Pakistan unable to accept more Afghan refugees; Kabul urges Islamabad to resume commercial flights

Pakistan's national security adviser Moeed Yusuf said that the country is already hosting more than 3 million Afghan refugees who had fled the war and violence.

Published: 16th September 2021 08:26 AM  |   Last Updated: 16th September 2021 08:26 AM   |  A+A-

Pakistan's National Security Advisor Moeed Yusuf gives a news conference, in Islamabad, Pakistan. (Photo | AP)


ISLAMABAD: Pakistan's national security adviser said Wednesday that his country cannot host any more Afghan refugee for several reasons, including financial constraints.

"Pakistan is in no condition right now to accept any more refugees," Moeed Yusuf told a news conference in the capital, Islamabad.

He said Pakistan is already hosting more than 3 million Afghan refugees who had fled the war and violence in their country over the past decades.

Yusuf said Pakistan will try to do whatever is possible to help Afghans, but that international efforts should step up to prevent a humanitarian crisis.

He asked the world community not to repeat the past mistake of abandoning Afghanistan.

Yusuf also warned that the Islamic State group and other militants, including the Pakistani Taliban who have sought refuge across the border, could exploit such a situation.

"You don't need to think too much to know what will happen. There will be a security vacuum. You already know ISIS is present there, Pakistani Taliban are present there, al-Qaida is there," he said, adding that these groups are sworn enemies both of Pakistan and the West.

"If Afghanistan destabilizes the spillover effect comes to Pakistan," he said.

Yusuf also asked the international community to constructively engage with the Taliban for the sake of peace and stability in the region.

Afghanistan's civil aviation ministry has approached Pakistan with a request to let its two airlines resume commercial flight operations between the two countries.

The Ministry of Aviation and Transport of Afghanistan, in a letter to Pakistan's Civil Aviation Authority (CAA), requested it to permit operations of Ariana Afghan Airlines and Kam Air on the basis of a bilateral memorandum of understanding, reported Dawn newspaper, which claimed to have a copy of the letter dated September 13.

The Afghan ministry said its two carriers aimed to commence their scheduled flights and requested the CAA to facilitate the process.

The letter claimed that the Kabul Airport was damaged by American troops before their withdrawal, however, "By technical assistance of our Qatar Brother, the Airport became operational once again".
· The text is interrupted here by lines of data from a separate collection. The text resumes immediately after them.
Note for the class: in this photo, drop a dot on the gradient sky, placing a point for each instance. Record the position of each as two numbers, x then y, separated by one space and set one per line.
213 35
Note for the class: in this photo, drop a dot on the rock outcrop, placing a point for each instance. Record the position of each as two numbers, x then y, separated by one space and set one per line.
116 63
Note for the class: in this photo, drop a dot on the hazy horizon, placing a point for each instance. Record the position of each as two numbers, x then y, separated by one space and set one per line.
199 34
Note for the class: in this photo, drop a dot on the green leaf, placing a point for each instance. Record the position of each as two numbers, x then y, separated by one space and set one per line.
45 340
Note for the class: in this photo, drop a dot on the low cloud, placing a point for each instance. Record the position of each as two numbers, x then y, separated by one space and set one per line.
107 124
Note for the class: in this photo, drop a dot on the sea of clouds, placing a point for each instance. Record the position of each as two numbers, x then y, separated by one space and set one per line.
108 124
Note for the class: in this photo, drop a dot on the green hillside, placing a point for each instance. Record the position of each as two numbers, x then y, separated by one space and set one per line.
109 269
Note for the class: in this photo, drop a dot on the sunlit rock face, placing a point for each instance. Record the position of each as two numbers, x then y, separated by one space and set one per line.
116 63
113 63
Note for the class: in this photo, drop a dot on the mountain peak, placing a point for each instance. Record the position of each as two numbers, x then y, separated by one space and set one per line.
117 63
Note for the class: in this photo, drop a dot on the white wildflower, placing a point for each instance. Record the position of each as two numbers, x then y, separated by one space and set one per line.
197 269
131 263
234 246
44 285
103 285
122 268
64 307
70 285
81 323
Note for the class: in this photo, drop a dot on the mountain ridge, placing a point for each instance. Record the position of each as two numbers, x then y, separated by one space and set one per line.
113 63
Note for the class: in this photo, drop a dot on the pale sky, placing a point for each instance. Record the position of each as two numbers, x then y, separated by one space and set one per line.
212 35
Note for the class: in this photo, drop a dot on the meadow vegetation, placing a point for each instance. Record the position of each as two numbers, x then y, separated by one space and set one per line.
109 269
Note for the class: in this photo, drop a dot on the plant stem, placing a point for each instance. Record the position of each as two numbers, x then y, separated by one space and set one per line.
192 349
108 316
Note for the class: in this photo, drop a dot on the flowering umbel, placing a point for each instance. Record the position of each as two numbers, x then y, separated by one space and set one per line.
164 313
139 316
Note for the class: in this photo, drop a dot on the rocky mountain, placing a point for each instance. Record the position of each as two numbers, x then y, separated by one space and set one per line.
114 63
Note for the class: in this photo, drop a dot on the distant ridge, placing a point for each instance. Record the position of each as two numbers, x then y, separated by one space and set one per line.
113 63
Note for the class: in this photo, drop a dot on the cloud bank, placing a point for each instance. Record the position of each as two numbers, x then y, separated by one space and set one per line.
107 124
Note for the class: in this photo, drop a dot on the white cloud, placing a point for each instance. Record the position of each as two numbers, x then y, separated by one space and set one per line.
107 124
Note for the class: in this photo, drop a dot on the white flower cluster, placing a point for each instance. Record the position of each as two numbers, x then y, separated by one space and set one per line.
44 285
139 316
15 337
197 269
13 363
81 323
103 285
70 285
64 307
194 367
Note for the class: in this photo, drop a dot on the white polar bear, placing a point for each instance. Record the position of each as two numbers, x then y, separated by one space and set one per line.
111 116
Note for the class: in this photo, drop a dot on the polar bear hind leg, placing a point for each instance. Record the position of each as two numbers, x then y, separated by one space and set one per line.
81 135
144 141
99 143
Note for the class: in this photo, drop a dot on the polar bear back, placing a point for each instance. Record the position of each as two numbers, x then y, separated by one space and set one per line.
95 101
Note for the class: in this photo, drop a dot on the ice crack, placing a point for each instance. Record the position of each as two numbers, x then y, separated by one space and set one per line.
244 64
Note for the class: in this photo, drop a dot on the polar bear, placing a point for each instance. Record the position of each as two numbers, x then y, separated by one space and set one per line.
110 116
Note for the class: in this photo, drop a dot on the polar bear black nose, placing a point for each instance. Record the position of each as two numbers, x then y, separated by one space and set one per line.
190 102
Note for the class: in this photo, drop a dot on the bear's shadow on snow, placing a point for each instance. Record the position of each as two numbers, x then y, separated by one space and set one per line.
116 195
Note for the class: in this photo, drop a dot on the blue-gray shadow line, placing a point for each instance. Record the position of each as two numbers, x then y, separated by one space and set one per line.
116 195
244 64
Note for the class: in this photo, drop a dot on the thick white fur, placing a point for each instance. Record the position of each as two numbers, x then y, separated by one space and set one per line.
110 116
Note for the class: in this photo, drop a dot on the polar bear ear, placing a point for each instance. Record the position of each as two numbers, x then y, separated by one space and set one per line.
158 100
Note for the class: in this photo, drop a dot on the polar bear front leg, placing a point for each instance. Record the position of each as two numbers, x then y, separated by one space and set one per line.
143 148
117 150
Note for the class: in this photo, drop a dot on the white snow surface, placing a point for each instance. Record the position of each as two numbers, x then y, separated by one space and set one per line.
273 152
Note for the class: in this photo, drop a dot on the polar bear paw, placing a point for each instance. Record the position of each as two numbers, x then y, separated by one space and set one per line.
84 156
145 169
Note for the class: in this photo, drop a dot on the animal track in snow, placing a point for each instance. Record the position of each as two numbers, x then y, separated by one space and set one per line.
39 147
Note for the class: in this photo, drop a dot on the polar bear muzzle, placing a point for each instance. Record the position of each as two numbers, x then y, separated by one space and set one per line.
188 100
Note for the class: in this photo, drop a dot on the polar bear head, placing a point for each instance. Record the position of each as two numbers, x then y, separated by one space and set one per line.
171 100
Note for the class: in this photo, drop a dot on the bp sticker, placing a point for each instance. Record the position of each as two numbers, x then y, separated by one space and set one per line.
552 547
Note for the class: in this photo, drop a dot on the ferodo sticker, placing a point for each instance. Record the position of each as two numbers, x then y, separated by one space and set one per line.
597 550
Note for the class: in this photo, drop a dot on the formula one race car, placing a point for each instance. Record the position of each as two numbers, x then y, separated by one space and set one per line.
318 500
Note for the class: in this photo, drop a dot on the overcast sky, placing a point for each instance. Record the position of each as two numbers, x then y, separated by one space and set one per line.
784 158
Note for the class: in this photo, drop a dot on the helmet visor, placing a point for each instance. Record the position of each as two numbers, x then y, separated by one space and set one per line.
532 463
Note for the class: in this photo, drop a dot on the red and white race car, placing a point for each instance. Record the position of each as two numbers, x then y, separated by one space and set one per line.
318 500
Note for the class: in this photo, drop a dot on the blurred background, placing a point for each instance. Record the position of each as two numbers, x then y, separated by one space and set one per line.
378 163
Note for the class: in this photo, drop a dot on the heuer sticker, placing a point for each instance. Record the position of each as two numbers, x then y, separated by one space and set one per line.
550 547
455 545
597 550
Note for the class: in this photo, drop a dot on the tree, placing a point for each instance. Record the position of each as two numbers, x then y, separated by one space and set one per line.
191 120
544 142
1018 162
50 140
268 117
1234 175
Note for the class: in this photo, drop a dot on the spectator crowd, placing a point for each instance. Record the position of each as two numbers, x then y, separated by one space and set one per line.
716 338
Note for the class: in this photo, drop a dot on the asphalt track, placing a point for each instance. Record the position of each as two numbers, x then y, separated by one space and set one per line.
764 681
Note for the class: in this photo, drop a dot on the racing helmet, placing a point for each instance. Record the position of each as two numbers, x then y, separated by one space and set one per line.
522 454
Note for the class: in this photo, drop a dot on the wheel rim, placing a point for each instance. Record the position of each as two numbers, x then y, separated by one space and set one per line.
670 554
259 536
There are concerns that the Kabul airport is not completely ready to handle flight operations, although planes have landed there recently, including a Pakistan International Airlines (PIA) plane which made a chartered flight to Kabul on Monday, the report said.

Pakistan also plans to resume regular commercial flights with Afghanistan, it said.

Pakistan's national flag-carrier PIA on Monday ran its first commercial flight to Kabul since the Taliban takeover of Afghanistan in mid-August.

It took foreign journalists to Kabul and returned with a team of World Bank and international media organisations.

Meanwhile, Qatar Foreign Minister Sheikh Mohammed bin Abdulrahman Al-Thani said at a press briefing a day ago that his country would not take responsibility for the Kabul airport until all issues were addressed with the Taliban.

"We need to make sure that everything is addressed very clearly otherwise, we are not able to take any responsibility for the airport (if) all these things are not addressed," Al-Thani added.

The Taliban seized power in Afghanistan on August 15, two weeks before the US' complete troop withdrawal on August 31 after a costly two-decade war.

This forced Afghan President Ashraf Ghani to flee the country to the UAE.

The Taliban insurgents stormed across Afghanistan and captured all major cities in a matter of days, as Afghan security forces trained and equipped by the US and its allies melted away.

Thousands of Afghan nationals and foreigners have fled the country to escape the new Taliban regime and to seek asylum in different nations, including the US and many European nations, resulting in total chaos and deaths.

The ISIL-K (The Islamic State of Iraq and the Levant Khorasan Province) carried out a gruesome attack at the Hamid Karzai International Airport in Kabul and at a hotel nearby last month.

Two suicide bombers and gunmen attacked crowds of Afghans flocking to Kabul's airport last month, killing at least 60 Afghans and 13 US troops.